The event was free for media and included a free lunch, so it was hard to say no – there is little money to be made in media these days, so a free lunch counts!
Two of the team at Global Geneva magazine were there too, another good reason to turn up.
Speakers came and went, and as is normal in Switzerland, some presented in German, some in French, and others in English. Translation headsets were provided, however few appeared to need them. In most countries, encountering people of other tongues requires a passport. Not in Switzerland.
One attendee taking sustainability very seriously is Business School Lausanne. They are building their programmes around social responsibility and sustainability. The team there reckons we should imagine solutions and then design businesses to fit (outside-in), rather than incrementally changing what we have (inside-out). Makes sense.
Then it was lunchtime. One gauge of how serious organizers of such events are about sustainability, is the lunch menu.
In 2012, there was a global conference in Rio de Janeiro on sustainable development, focussed on, among other things, how to cut levels of dangerous greenhouse gases.
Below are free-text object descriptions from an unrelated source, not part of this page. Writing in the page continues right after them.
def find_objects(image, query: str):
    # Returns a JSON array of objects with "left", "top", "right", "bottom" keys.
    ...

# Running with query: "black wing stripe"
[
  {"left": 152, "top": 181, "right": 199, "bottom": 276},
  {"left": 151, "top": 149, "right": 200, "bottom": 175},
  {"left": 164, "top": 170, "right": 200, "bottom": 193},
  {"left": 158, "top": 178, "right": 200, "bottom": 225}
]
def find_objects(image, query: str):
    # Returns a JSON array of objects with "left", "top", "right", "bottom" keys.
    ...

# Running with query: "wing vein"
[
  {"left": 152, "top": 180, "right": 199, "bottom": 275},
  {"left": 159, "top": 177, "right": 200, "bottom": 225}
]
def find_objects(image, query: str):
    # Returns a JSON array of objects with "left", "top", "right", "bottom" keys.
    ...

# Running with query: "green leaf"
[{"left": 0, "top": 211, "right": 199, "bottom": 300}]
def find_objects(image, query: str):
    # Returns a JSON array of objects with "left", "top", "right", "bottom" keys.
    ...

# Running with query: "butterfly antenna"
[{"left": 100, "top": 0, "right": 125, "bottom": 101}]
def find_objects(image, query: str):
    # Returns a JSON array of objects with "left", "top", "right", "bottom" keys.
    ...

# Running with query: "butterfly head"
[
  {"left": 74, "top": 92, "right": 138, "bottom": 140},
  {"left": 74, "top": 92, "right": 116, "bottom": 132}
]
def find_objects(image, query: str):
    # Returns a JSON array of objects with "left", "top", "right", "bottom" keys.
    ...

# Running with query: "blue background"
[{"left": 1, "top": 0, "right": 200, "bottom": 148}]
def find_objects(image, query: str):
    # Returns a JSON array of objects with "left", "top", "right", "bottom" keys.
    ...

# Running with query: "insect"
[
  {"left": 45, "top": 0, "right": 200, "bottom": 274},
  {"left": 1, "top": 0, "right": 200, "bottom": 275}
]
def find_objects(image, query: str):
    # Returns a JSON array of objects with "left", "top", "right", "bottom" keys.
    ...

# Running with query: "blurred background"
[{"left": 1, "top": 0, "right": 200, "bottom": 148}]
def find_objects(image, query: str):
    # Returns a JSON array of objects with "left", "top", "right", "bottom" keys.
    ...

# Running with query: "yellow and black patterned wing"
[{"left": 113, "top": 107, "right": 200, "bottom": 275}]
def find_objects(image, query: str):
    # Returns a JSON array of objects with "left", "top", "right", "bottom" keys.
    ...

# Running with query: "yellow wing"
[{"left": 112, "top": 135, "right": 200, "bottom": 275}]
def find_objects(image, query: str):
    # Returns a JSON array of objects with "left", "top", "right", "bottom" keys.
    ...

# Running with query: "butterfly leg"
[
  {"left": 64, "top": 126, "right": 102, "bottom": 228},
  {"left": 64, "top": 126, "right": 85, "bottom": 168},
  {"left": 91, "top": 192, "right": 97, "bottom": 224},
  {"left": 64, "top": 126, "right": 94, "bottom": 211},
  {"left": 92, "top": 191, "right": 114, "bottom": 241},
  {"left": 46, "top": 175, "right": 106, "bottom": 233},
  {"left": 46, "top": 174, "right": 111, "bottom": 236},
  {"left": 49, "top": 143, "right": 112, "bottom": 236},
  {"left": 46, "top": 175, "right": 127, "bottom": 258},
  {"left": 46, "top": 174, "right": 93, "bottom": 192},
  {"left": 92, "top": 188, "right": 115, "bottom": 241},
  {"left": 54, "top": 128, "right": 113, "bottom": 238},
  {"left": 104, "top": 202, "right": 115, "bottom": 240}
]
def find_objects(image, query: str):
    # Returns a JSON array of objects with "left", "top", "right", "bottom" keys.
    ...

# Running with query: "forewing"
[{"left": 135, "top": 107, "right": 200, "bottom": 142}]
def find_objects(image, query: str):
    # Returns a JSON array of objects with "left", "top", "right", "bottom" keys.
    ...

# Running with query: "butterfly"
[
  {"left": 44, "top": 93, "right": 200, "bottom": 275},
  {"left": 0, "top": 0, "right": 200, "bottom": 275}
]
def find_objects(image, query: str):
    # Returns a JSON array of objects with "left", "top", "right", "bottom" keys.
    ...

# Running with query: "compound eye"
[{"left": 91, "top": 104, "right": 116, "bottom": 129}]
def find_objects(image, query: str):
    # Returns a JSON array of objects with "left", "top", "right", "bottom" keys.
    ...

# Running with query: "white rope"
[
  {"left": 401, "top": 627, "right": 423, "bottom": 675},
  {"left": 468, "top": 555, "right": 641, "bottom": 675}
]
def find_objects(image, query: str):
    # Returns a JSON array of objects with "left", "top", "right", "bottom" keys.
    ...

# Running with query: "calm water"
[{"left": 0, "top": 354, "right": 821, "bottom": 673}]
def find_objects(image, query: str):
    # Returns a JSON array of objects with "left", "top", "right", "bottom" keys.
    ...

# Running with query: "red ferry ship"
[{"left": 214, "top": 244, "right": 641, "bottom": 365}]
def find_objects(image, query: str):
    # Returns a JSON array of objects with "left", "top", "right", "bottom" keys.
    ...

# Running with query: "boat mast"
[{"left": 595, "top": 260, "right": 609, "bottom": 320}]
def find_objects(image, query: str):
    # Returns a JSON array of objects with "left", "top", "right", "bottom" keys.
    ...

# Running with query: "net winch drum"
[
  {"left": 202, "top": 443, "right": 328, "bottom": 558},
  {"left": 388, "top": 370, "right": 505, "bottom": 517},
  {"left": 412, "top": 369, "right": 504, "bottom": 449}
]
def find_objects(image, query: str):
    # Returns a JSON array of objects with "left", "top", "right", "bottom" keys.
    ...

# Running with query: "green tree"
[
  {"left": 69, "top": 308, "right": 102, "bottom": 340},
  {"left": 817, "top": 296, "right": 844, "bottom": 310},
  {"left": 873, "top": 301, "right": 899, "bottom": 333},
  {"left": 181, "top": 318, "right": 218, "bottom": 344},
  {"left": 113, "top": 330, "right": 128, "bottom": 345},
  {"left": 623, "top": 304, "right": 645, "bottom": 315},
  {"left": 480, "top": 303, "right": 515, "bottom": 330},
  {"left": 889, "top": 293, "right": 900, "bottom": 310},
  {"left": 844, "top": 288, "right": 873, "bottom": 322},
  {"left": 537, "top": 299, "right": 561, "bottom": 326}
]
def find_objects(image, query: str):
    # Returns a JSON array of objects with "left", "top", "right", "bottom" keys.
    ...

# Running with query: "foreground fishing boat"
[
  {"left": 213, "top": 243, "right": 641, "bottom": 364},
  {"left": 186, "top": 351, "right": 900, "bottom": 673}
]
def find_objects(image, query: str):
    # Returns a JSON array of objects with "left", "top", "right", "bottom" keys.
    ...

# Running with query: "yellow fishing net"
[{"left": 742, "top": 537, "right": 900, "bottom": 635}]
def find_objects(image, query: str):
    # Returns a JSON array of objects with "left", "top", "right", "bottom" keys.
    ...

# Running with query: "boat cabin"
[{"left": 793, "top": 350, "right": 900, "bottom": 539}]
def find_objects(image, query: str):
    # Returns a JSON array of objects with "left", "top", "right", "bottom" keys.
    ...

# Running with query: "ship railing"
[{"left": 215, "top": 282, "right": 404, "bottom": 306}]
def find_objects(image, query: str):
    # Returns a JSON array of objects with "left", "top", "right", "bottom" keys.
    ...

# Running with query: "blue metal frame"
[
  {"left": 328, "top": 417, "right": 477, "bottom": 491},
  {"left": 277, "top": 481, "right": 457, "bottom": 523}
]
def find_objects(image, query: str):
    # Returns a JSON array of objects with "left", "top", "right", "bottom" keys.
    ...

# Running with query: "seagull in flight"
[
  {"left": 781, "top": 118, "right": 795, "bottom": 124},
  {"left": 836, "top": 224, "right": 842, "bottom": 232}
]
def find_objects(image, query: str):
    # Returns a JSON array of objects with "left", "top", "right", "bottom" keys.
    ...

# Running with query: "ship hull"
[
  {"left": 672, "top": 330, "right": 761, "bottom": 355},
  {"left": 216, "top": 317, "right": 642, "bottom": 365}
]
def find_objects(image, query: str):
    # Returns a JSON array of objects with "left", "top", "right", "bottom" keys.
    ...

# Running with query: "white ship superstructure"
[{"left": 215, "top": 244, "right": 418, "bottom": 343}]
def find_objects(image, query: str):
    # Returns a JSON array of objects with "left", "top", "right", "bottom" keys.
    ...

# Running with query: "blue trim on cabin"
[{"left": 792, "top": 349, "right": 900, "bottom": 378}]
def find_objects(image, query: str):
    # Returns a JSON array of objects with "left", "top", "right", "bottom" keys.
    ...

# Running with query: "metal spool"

In a Washington Post article, Peter Singer, a professor of bioethics at Princeton, and Frances Kissling, an ethics consultant, describe how they asked the Rio event organizers what was on the lunch menu. To their surprise they found much meat.
A U.N. report entitled: Livestock’s Long Shadow, shows how livestock are one of the top two or three most significant contributors to greenhouse gases. In addition, climate researchers Robert Goodland and Jeff Anhang estimate that livestock account for a eye-popping 51% of greenhouse gas. It is also relatively quick and easy to shift to eating more plants and less meat. In addition, methane, the main greenhouse gas associated with livestock, disappears faster than CO2, so the benefits come quickly.
At another U.N. meeting that one of the pair attended, one speaker, who was from a top environmental organization, unabashedly said that he “could never give up” his meat.
Le News is pleased to report that the event in Bern put sustainability where our mouths were. There was only one lightly meaty dish on the menu. Hash browns, vegetarian vol a vents, vegetable stew and fruit were the main things on the buffet.
Yesterday in Bern, the Swiss chapter of the U.N. Global Compact didn’t just talk about sustainability.